Wayne Grady’s book Emancipation Day is the story of a young man and his struggle to accept his mixed race heritage. It seems doubtful that he ever will, but we hope that as he matures he will understand that honesty is the best gift he can give his own children.
The story is told by William Henry, his son Jackson “Jack”, and Vivian the young woman who becomes Jack’s wife. Jack is born in 1925 and the novel spans the years from his birth until the early 1950’s, when Jack’s own son is s young boy.
Life in Canada in the 1950’s was pretty “lily white”, the nickname Jack gives Vivian when they first meet. Perhaps not in Windsor, where Jack grew up, but in most of the rest of Canada there were very few “people of colour”. That of course has completely changed, in the cities certainly, although as we know not so much in small towns. Windsor, and Detroit just across the river, were cities divided by race. Race determined what jobs you held, where you shopped and ate, where you sat in the cinema, what neigbourhood you lived in, what hospital you were admitted to.
Jack Lewis, a coloured man who could easily pass as white, wanted to be part of the white world, and so denied his heritage, his parents – and ultimately his own happiness.
The people in Jack’s life, his parents and siblings, and later Vivian and her family were never really allowed to pierce the armour that Jack constructed around himself – his fierce protective shell, his refusal to admit even to himself that he was a light skinned black man.
The Second World War came along and gave Jack a way to leave Windsor, enlisting – his white skin leading all to simply assume that he is a “white” man. Jack becomes a member of the Navy band, and when stationed in St. John’s, Newfoundland he also plays in the military club where the local girls come to serve tea and dance. Vivian, a “girl from Ferryland down the South Shore” is seduced by Jack’s good looks, his music and his charm. Vivian is from an affluent family, her father a trader of goods around the world, her married sister living in a lovely home in the city. There’s a military base down at Quidi Vidi Lake and St. John’s is awash with sailors.
Jack and Vivian become a couple, despite the reservations of her family, and when the war comes to an end, they marry, and head west. Jack is to be de-mobbed in Toronto, and they will visit Jack’s family in Windsor. How Jack can imagine that his heritage will not be obvious is an example of his own denial.
Emancipation Day, the first Sunday in August, the anniversary of the end of slavery in the British Empire, is celebrated in Windsor with a day of picnics and fireworks in the park. We experience the Emancipation Day celebrations a number of times in the novel as the days of Jack’s youth are revealed.

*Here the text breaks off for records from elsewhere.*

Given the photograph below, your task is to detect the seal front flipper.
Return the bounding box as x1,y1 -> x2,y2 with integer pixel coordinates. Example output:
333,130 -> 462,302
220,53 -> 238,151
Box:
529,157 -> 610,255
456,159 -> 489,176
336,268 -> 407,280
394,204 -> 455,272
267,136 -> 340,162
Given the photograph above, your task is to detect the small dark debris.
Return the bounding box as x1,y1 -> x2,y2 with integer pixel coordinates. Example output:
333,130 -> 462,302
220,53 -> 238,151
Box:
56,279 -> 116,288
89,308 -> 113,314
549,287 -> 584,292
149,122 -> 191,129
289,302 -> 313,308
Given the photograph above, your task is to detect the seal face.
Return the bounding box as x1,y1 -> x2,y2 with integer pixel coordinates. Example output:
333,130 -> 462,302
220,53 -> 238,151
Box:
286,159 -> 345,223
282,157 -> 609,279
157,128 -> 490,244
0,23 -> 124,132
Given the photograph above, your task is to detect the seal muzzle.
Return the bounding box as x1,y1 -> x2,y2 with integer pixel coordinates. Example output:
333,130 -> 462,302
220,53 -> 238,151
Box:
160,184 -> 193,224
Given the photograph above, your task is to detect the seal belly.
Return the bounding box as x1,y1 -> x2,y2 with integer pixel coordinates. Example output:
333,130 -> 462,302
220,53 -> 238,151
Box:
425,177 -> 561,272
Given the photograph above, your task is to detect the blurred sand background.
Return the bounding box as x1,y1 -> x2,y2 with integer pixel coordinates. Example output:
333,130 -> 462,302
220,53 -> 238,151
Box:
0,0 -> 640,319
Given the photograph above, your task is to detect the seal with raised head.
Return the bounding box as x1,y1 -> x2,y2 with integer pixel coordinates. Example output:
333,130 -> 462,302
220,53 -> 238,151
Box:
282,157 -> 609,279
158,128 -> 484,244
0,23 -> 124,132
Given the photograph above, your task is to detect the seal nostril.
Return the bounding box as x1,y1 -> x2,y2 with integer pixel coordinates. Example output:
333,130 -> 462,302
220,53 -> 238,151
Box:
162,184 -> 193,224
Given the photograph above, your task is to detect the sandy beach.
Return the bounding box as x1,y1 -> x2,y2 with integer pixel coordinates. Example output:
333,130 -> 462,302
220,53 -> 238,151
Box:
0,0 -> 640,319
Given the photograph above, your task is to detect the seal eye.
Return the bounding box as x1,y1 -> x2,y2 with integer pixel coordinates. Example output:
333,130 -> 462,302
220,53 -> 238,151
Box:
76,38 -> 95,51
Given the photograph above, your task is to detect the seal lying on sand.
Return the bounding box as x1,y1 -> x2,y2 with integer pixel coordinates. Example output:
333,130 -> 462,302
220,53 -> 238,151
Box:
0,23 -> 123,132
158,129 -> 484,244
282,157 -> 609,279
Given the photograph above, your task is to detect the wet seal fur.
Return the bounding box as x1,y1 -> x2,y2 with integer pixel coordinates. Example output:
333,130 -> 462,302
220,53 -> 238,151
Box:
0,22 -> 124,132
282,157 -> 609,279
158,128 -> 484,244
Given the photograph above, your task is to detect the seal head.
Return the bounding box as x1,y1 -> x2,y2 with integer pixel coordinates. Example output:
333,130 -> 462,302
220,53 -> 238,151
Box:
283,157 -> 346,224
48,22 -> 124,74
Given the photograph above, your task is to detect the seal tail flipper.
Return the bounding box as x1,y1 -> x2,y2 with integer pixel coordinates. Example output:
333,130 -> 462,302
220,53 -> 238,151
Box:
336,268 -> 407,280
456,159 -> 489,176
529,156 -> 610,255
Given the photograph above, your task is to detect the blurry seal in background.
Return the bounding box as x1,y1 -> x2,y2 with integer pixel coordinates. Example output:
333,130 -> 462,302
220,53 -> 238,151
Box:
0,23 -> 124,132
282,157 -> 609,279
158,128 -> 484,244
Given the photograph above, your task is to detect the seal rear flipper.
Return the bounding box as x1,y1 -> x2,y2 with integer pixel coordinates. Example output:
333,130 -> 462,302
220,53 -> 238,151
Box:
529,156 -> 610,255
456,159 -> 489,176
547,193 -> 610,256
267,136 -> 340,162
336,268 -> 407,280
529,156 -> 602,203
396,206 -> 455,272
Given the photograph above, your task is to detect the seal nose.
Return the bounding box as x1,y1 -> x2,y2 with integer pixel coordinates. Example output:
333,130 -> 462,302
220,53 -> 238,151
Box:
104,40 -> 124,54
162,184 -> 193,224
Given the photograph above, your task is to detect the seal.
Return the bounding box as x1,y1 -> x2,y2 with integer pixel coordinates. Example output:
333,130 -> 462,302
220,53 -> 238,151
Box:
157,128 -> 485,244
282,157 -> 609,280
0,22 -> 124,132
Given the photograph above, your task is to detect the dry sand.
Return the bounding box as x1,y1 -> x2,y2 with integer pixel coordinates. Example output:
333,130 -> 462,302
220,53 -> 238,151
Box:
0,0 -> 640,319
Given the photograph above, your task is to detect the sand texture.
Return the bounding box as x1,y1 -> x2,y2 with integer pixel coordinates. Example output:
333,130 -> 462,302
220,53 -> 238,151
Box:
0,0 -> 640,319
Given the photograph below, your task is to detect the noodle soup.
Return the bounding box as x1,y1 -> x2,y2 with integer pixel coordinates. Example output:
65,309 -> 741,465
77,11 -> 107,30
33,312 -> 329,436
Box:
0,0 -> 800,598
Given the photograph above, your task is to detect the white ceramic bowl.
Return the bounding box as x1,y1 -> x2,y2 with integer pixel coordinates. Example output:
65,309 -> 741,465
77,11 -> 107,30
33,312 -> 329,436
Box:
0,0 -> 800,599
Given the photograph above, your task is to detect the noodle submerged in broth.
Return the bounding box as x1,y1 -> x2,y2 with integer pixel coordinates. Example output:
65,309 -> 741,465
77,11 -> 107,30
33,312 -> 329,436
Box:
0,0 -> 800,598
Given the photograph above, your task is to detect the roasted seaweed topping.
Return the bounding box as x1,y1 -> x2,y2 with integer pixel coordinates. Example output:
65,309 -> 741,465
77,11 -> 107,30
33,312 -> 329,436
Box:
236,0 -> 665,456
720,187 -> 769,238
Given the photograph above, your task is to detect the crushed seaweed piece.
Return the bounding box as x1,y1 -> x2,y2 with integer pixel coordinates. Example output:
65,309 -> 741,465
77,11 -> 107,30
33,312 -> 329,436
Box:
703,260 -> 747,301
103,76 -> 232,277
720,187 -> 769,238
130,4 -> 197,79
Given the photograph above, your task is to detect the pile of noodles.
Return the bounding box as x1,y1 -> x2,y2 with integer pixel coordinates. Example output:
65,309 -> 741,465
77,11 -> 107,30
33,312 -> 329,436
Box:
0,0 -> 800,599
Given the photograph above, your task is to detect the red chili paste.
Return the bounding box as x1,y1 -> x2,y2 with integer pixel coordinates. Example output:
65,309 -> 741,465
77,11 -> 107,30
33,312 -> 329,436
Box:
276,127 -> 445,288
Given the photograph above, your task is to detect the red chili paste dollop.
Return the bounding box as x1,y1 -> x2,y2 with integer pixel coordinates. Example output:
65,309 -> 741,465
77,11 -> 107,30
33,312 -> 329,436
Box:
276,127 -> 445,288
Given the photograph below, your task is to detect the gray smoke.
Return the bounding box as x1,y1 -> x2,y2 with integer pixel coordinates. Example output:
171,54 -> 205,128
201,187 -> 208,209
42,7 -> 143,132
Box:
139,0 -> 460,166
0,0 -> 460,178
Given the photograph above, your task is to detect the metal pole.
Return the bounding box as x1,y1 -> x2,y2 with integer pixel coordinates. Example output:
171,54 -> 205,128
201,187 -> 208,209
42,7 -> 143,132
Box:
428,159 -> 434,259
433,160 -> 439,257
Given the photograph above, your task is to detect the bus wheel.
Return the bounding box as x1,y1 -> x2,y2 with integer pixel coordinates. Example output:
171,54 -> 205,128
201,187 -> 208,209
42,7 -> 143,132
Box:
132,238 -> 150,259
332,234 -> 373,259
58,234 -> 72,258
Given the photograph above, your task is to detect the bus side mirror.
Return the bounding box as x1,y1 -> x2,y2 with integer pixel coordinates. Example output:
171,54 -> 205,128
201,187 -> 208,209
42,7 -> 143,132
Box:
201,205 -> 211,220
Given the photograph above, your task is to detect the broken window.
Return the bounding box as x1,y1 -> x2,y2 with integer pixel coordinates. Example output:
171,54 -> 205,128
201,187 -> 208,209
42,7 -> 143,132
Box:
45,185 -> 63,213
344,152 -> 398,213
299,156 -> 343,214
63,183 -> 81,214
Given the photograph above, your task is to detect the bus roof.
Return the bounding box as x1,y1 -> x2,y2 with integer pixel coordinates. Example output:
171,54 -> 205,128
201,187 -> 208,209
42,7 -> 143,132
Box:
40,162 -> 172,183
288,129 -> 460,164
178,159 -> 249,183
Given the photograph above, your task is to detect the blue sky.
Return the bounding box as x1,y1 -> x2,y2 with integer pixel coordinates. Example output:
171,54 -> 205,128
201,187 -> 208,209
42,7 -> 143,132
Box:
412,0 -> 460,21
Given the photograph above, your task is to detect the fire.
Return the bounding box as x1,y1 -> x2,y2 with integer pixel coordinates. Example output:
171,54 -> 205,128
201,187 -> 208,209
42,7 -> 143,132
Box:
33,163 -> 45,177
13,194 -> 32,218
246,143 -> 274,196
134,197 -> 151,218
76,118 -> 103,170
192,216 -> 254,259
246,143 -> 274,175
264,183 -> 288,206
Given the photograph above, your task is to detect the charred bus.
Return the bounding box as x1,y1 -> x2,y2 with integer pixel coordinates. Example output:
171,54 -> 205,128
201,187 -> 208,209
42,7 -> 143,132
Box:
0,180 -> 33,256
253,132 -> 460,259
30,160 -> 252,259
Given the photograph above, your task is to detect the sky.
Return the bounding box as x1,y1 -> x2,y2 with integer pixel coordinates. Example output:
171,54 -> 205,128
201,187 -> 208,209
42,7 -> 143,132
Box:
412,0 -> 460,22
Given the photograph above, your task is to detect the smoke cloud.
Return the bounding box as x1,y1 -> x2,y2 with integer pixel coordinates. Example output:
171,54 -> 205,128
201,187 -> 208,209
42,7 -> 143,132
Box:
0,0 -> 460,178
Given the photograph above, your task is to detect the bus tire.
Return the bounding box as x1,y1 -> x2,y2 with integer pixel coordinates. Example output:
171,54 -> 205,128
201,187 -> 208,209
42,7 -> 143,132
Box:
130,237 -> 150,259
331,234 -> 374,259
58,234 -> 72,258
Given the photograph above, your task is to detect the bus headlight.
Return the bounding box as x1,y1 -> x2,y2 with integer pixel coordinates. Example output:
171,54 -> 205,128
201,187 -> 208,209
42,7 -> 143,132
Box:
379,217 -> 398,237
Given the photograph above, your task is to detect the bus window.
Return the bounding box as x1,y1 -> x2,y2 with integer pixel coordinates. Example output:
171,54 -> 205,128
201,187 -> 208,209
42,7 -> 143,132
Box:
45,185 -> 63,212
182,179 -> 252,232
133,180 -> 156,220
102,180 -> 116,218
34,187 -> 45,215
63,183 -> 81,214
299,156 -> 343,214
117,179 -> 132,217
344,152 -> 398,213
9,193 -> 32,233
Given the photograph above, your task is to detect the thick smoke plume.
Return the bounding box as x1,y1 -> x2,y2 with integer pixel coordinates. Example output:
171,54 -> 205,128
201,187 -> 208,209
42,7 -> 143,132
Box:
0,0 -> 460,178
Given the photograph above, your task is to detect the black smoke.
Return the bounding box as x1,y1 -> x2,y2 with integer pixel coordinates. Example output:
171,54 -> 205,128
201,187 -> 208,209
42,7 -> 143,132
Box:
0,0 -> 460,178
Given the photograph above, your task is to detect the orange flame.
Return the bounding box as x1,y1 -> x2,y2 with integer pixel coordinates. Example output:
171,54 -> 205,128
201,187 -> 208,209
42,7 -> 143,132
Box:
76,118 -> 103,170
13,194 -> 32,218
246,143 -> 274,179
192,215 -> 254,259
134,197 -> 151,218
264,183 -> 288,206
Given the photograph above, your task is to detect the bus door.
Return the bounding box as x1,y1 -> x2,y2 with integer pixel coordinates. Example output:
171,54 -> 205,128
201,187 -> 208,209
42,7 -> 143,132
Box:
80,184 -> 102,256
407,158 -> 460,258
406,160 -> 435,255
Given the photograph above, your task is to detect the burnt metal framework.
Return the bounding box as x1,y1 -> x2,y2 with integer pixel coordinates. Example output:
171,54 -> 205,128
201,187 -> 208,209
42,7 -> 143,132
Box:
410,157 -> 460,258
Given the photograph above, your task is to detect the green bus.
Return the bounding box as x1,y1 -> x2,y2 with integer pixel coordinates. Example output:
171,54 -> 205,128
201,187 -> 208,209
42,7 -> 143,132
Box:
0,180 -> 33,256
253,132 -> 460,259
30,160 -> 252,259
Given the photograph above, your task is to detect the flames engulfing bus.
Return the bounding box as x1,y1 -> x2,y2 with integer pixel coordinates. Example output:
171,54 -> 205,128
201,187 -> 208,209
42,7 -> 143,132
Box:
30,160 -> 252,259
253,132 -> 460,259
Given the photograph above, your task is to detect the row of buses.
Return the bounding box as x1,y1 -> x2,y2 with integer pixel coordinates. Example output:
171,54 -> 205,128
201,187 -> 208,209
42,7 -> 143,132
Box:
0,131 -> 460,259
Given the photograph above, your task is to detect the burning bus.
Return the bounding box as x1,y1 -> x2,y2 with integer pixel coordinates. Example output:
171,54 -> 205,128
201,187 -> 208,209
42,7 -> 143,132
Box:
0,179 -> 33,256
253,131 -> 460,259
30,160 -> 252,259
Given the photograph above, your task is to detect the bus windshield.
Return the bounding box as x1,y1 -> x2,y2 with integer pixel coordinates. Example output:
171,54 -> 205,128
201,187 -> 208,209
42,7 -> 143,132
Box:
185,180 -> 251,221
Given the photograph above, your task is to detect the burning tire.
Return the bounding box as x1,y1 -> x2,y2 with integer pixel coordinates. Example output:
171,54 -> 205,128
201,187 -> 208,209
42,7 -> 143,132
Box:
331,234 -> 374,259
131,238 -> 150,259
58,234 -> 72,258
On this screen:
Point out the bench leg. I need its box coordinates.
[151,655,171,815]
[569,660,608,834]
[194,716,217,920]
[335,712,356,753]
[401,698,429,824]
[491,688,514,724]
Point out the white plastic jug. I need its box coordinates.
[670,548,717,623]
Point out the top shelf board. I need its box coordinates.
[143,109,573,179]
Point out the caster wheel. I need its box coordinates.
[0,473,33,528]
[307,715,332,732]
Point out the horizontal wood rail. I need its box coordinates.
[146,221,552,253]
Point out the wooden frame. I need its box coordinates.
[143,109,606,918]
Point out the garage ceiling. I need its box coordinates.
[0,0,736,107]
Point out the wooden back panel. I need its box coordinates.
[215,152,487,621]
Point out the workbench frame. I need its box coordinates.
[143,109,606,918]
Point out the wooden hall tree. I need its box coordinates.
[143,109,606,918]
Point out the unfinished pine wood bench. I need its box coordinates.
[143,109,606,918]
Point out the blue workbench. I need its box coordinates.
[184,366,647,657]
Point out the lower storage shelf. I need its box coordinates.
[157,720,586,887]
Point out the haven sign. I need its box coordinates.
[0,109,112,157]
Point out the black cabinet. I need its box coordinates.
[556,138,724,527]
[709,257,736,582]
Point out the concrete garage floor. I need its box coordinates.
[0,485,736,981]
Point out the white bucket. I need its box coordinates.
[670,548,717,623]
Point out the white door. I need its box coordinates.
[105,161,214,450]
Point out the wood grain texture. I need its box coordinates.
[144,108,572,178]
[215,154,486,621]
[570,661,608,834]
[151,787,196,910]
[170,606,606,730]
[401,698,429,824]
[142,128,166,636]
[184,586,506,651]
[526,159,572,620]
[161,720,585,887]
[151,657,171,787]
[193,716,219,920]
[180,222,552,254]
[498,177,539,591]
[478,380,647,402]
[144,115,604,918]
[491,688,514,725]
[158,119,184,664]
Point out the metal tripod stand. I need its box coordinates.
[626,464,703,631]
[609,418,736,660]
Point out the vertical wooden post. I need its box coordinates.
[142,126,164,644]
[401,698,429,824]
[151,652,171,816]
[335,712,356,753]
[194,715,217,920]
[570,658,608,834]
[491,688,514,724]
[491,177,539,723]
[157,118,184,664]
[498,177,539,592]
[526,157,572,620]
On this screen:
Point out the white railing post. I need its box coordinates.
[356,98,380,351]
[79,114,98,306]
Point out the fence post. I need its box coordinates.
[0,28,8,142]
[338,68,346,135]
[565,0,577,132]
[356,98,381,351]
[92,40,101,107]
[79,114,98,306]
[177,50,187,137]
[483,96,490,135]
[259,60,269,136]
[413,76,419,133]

When I did a little research I discovered that Wayne Grady grew up much as we imagine Jack’s son does – and that the character of Jack is very much modeled on Wayne Grady’s own father – who was in the Air Force and did meet his wife in Newfoundland. In 1995, while browsing through the microfiche in the library in Windsor, looking for information about his ancestors, Wayne Grady was stunned to read that the heritage of his family members was listed as “African.” He had grown up believing the family had come from Ireland generations earlier, dropping the O from O’Grady.
Wayne Grady says his first thought was, “My father’s family – my family – was not from Ireland; we were from Africa. We were – we are – African Canadians. My second thought was: I have a book.”
I enjoyed reading Emancipation Day and wonder where Wayne Grady might go next with this story – will he be tempted to fictionalize the story of his own life, or even better tell the whole story of his life and that of his ancestors in a work of non-fiction? Somehow I very much doubt that he has finished with this story.